Harlem, a large neighborhood within the northern section of the New York City borough of Manhattan, is known as one of the worst areas for poverty and crime in New York City and the United States. Violence, especially in East Harlem, has worsened since the 1980s with crack cocaine and other drug addictions. As of 1995[update], the leading cause of death among black males in Harlem was homicide. According to a survey published in 2013 by Union Settlement Association, residents of East Harlem perceive crime as their biggest single concern; at the same time, the police department's statistics show an increase in crime by 17 percent over the previous year.
Crime in Harlem is mainly related to petty theft, murder, drugs and prostitution.
Harlem was seen as sophisticated in the later part of the nineteenth century. Over the years, however, organized crime by gangsters of Italian, Jewish, and Irish origin, such as colorful personalities as Lucky Luciano, began to rise in Harlem.

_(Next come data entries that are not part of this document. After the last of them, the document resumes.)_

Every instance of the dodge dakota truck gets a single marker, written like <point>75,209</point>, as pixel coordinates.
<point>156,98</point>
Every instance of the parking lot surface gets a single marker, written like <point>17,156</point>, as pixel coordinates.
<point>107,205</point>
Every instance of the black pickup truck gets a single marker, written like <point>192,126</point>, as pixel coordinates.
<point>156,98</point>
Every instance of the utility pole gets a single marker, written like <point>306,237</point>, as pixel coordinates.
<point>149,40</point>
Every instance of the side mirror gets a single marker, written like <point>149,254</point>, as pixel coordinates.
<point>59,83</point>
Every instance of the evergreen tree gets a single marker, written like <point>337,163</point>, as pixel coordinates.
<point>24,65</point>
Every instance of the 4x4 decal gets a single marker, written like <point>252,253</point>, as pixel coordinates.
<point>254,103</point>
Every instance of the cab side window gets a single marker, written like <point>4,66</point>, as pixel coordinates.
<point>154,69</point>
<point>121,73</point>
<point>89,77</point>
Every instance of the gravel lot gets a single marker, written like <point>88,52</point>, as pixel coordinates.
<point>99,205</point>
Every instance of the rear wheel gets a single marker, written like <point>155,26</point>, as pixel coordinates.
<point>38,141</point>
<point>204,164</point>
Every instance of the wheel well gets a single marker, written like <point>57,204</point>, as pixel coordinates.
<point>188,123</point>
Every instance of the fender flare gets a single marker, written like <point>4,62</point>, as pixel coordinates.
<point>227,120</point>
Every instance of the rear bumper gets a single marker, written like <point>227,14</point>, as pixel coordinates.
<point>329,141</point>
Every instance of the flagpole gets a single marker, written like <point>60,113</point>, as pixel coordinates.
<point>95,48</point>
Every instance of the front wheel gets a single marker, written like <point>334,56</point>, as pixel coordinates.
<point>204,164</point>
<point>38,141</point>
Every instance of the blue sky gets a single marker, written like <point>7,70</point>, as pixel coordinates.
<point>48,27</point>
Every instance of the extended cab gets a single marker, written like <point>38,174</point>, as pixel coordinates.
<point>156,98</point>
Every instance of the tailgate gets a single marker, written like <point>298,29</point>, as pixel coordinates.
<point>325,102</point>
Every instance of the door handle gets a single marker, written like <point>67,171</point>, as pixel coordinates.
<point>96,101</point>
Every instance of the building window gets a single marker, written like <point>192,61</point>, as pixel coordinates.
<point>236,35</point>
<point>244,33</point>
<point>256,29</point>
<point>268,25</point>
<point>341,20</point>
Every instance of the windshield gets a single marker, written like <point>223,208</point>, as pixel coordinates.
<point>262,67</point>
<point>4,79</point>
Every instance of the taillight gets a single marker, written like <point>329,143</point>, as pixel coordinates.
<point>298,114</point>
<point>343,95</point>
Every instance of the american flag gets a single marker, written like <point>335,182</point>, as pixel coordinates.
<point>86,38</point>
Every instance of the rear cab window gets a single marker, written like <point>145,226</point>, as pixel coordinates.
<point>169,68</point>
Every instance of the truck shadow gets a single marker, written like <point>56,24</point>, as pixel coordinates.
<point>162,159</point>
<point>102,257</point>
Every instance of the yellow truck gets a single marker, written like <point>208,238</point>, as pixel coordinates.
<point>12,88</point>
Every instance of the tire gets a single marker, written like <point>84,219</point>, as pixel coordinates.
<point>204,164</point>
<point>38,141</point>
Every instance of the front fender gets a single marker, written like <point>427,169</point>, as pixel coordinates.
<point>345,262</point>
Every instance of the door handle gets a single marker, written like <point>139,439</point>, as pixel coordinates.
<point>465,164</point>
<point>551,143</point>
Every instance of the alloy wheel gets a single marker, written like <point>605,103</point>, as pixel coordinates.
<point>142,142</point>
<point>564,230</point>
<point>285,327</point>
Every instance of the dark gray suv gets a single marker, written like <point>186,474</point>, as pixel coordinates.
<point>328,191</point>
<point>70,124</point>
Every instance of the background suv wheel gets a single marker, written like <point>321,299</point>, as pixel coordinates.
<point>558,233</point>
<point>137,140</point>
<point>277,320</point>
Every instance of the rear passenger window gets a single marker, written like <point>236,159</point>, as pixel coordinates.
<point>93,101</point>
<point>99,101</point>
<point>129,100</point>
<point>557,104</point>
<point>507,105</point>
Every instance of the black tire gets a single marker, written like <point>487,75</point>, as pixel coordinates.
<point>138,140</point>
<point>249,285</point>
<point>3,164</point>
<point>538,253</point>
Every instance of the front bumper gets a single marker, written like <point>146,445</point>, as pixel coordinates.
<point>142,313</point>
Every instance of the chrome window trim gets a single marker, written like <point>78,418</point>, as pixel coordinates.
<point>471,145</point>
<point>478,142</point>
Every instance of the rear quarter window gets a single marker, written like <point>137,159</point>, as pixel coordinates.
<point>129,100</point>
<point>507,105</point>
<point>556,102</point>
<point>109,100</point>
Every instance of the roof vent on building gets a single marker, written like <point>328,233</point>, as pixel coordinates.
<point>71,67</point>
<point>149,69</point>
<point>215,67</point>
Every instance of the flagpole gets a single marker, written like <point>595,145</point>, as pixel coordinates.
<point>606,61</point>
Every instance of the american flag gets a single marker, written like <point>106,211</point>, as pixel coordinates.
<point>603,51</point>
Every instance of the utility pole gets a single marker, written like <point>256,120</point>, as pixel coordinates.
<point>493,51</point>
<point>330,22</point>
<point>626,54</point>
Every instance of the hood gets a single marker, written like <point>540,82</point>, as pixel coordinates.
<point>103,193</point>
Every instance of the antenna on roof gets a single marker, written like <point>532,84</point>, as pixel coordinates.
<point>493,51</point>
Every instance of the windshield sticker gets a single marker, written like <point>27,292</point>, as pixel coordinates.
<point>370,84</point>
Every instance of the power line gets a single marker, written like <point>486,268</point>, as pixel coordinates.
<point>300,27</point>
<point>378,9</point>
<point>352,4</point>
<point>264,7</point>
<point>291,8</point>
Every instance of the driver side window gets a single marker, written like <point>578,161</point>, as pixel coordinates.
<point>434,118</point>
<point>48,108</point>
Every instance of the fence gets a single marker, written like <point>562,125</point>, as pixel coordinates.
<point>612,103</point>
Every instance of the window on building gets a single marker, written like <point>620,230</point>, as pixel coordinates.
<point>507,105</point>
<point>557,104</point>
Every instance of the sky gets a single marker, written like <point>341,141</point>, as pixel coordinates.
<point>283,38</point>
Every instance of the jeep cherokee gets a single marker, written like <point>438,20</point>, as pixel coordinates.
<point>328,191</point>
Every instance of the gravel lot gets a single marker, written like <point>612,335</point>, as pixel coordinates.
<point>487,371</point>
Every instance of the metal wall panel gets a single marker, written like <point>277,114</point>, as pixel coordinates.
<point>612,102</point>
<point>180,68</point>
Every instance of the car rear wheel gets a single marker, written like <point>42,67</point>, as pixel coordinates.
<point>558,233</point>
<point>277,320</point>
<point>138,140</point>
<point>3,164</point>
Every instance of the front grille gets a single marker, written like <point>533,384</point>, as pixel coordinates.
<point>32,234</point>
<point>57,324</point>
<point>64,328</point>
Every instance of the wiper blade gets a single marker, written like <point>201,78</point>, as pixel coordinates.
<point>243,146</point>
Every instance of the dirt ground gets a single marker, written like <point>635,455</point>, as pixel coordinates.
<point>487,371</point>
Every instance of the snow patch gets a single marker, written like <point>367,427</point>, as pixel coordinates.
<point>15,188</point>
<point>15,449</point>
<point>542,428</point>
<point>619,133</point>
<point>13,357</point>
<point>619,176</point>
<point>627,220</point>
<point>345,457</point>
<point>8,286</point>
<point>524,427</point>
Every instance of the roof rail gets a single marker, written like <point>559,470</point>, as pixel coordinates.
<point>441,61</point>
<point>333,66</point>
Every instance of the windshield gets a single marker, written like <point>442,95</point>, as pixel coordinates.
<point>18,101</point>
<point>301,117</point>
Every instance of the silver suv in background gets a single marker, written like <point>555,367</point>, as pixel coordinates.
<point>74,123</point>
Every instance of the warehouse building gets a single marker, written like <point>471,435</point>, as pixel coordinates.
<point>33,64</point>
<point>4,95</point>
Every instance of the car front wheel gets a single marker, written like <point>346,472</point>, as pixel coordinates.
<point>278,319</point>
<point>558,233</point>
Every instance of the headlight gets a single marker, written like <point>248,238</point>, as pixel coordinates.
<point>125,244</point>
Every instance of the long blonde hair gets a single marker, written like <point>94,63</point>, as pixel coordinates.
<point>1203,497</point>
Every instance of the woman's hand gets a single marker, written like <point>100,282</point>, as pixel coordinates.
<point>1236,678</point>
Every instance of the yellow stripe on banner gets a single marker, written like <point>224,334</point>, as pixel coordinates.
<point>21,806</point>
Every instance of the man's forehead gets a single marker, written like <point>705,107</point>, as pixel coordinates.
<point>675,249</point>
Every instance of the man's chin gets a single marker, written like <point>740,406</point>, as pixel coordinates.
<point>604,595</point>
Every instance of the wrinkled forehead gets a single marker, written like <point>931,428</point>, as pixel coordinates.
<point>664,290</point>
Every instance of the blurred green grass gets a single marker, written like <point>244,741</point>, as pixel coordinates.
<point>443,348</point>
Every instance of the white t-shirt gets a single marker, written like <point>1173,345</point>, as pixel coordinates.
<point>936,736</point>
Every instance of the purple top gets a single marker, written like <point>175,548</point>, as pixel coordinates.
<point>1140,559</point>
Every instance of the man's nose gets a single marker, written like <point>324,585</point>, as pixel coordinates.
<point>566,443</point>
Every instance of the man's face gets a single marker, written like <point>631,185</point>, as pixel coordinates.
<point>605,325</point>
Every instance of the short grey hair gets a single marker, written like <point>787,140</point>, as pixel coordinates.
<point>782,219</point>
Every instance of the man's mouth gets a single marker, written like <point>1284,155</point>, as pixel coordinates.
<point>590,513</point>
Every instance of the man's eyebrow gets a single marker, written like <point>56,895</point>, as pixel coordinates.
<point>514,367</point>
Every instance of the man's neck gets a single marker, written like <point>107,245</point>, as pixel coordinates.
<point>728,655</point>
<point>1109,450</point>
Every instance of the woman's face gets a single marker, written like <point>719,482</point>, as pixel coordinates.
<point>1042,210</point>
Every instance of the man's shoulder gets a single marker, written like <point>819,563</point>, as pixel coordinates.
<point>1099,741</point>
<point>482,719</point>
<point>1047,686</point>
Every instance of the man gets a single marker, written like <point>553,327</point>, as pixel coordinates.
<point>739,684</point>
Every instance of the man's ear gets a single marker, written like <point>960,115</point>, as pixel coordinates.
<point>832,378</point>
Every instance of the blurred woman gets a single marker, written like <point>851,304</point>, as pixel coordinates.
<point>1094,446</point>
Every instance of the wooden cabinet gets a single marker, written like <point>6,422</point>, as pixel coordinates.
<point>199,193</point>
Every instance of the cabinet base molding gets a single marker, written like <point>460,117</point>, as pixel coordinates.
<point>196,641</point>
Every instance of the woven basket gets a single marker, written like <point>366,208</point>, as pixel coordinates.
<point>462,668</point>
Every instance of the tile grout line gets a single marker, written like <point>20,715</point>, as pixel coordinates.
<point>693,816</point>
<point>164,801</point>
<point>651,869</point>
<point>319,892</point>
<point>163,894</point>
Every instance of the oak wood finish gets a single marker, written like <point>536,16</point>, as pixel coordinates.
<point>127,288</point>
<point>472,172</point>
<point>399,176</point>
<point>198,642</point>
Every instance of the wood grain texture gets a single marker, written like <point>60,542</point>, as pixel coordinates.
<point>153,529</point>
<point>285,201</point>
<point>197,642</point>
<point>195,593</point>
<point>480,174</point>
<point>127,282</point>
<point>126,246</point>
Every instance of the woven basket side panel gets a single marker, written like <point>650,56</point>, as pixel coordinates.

This gradually built its notorious reputation.
Since the 1920s, Harlem has been known as a major African-American residential, cultural and business center. Black residents began to arrive en masse in 1905, with numbers fed by the Great Migration. In the 1920s and 1930s, Central and West Harlem were the focus of the "Harlem Renaissance", an outpouring of artistic work without precedent in the American black community and it even came to be known as "the capital of black America." However, with job losses in the time of the Great Depression and the deindustrialization of New York City after World War II, rates of crime and poverty increased significantly.